Congress is likely to embark on an ambitious effort to pass a broad new data privacy law in 2019.
Tech companies are pressuring lawmakers to pass a bill to counter the European Union’s strict General Data Protection Regulation and California’s tough new privacy law. That push, combined with a wave of high-profile data breaches involving Marriott International Inc., Facebook Inc., Alphabet Inc.'s Google, and other companies, have lawmakers actively weighing legislation.
“There is increasing demand from individual consumers and businesses—large and small—for strong, enforceable federal data breach and federal privacy laws,” Aaron Cooper, vice president of global policy at BSA|The Software Alliance, said. Software companies, like Microsoft Corp. and Apple Inc., agree with calls for privacy legislation and are “hopeful that this will be a priority for the next Congress,” Cooper said.
Senators from both parties, including Roger Wicker (R-Miss.), Jerry Moran (R-Kan.), Richard Blumenthal (D-Conn.), and Brian Schatz (D-Hawaii), have said that they will focus on privacy legislation. The lawmakers want to rein in tech companies’ data collection practices and give consumers clearer control over their data.
Lawmakers don’t want to limit tech innovation and will likely balance privacy and business interests, tech policy strategists said.
Despite the momentum, there are some significant potential obstacles. Democrats and Republicans disagree about whether to pre-empt state regulations, such as the ones mandated under the new California law.
Another major question is whether to give the Federal Trade Commission more tools to police data privacy.

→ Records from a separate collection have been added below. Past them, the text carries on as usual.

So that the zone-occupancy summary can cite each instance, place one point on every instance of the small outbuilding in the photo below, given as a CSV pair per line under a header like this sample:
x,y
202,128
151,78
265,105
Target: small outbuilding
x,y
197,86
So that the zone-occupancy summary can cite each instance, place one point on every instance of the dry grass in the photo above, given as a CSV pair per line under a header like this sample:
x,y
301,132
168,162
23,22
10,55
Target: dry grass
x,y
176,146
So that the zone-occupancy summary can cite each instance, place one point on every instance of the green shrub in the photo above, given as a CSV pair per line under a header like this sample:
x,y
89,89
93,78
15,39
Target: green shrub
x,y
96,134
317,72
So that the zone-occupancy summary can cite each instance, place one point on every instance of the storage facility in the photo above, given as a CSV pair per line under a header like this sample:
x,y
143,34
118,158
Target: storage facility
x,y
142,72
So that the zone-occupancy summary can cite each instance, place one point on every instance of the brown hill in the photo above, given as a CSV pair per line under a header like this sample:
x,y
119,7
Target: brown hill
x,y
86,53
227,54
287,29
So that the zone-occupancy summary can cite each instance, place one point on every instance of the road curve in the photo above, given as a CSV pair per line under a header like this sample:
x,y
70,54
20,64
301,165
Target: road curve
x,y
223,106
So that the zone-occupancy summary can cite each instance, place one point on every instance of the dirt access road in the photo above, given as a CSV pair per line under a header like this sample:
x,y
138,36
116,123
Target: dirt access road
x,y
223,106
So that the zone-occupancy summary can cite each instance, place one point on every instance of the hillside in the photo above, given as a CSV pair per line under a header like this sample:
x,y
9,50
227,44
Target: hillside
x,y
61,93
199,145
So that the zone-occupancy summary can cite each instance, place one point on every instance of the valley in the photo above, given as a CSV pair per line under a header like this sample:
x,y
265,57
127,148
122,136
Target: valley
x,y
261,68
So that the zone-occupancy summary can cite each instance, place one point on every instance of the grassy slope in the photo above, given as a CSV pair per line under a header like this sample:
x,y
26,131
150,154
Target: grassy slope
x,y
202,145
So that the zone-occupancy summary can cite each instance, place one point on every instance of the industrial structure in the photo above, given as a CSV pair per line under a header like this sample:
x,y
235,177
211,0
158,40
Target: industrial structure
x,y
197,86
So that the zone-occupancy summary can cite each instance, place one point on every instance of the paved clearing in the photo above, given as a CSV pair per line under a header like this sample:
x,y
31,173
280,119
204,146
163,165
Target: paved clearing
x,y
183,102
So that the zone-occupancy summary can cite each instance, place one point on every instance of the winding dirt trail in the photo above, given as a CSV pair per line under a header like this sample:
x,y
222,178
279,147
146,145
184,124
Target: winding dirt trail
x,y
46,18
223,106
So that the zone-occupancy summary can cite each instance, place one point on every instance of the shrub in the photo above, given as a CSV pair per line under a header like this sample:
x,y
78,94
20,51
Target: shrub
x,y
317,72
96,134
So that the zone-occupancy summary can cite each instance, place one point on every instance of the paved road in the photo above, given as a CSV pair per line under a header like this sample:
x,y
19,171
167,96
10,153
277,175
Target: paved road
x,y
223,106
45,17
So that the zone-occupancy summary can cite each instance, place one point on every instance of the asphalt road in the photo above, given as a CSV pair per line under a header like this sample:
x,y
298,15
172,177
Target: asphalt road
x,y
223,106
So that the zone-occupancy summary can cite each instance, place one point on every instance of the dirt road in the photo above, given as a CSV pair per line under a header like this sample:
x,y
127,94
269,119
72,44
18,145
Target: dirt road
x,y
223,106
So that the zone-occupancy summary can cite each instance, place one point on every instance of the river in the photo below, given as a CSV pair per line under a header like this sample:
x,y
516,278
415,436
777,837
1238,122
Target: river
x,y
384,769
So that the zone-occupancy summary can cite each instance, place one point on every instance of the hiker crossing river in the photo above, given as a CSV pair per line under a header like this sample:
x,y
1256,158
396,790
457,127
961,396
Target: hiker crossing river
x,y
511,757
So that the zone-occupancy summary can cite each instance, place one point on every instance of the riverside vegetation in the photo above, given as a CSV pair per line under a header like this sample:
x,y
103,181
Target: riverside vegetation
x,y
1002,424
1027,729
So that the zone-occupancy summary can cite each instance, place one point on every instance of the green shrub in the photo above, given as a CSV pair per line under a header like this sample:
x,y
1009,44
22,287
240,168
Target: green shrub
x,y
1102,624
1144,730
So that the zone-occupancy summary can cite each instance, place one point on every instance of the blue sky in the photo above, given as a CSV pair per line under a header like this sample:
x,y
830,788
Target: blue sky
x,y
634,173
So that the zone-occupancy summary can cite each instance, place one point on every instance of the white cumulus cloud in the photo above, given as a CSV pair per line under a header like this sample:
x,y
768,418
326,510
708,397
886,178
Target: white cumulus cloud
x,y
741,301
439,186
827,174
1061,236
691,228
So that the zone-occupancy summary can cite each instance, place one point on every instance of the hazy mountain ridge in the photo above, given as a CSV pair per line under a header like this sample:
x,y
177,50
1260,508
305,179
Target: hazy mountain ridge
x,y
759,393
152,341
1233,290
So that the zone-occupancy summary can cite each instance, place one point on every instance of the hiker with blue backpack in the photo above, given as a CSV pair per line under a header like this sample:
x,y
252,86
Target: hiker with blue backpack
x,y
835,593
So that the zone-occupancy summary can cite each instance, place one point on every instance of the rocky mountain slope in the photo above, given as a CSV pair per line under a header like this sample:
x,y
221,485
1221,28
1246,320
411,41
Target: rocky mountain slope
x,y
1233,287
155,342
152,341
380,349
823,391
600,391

Schatz and other Democrats want the FTC to act as the lead data protection authority, while allowing states to enforce their own laws. Republicans may be willing to give the FTC some limited new rulemaking authority for specific privacy harms, but are unlikely to support broad civil penalty and enforcement powers for the agency, strategists said.
A comprehensive law with “clear obligations for how companies handle personal data is crucial for consumers, business and the U.S. economy,” Julie Sweet, CEO of Accenture and chair of the Business Roundtable’s Technology Committee, said in an email. The Business Roundtable represents the CEOs of 200 leading companies including Apple Inc., 3M Corp., and Cisco Systems Inc.
Several lawmakers from both parties have already begun working on legislation.
Likely incoming Senate Commerce, Science and Transportation Committee Chairman Wicker has been working with Sens. Blumenthal, Moran, and Schatz on a bill. Other committee members, including Sens. John Thune (R-S.D.), Ed Markey (D-Mass.), and Amy Klobuchar (D-Minn.), and Rep. Marsha Blackburn (R-Tenn.), are also involved in the legislative effort.
Wicker said in an emailed statement that he is committed to working on privacy legislation in 2019 and open to hearing other legislative proposals.
The Senate has already held hearings on regulating data collection and brought in companies such as Equifax Inc. after massive data breaches. But they’ll have to reach a deal on pre-emption and enforcement concerns to pass a bill.
Rep. Jerrold Nadler (D-N.Y.) who will chair the House Judiciary Committee and Frank Pallone (D-N.J.), who will lead the House Energy and Commerce Committee, will steer the House effort. Both lawmakers have said privacy is an important issue and they are likely to advance legislation.
The scope of consumer privacy protections, and how much a bill would pre-empt state privacy laws, will be major questions, Jerome said.
House Democrats may want more comprehensive privacy protections for consumers than the Senate, and may want to provide the FTC more privacy enforcement powers.
“A significant issue is whether any bipartisan bill coming out of the Senate can be reconciled with what will likely be a more aggressive pro-privacy bill coming out of the Democratically-controlled House,” said Chan Park, a privacy principal at Monument Policy Group.
Past efforts to write broad privacy law haven’t succeeded in part because of congressional committee jurisdiction issues, tech policy strategists said.
National data breach notification laws have failed since 2002 because lawmakers on committees overseeing the health and financial sector have sought carve-outs for those already regulated sectors, tech policy pros said.
But the biggest roadblock to legislation in the past—private sector opposition—has been melting away since Europe and California acted. That’s increased the chances that a broad U.S. data privacy measure will be signed into law.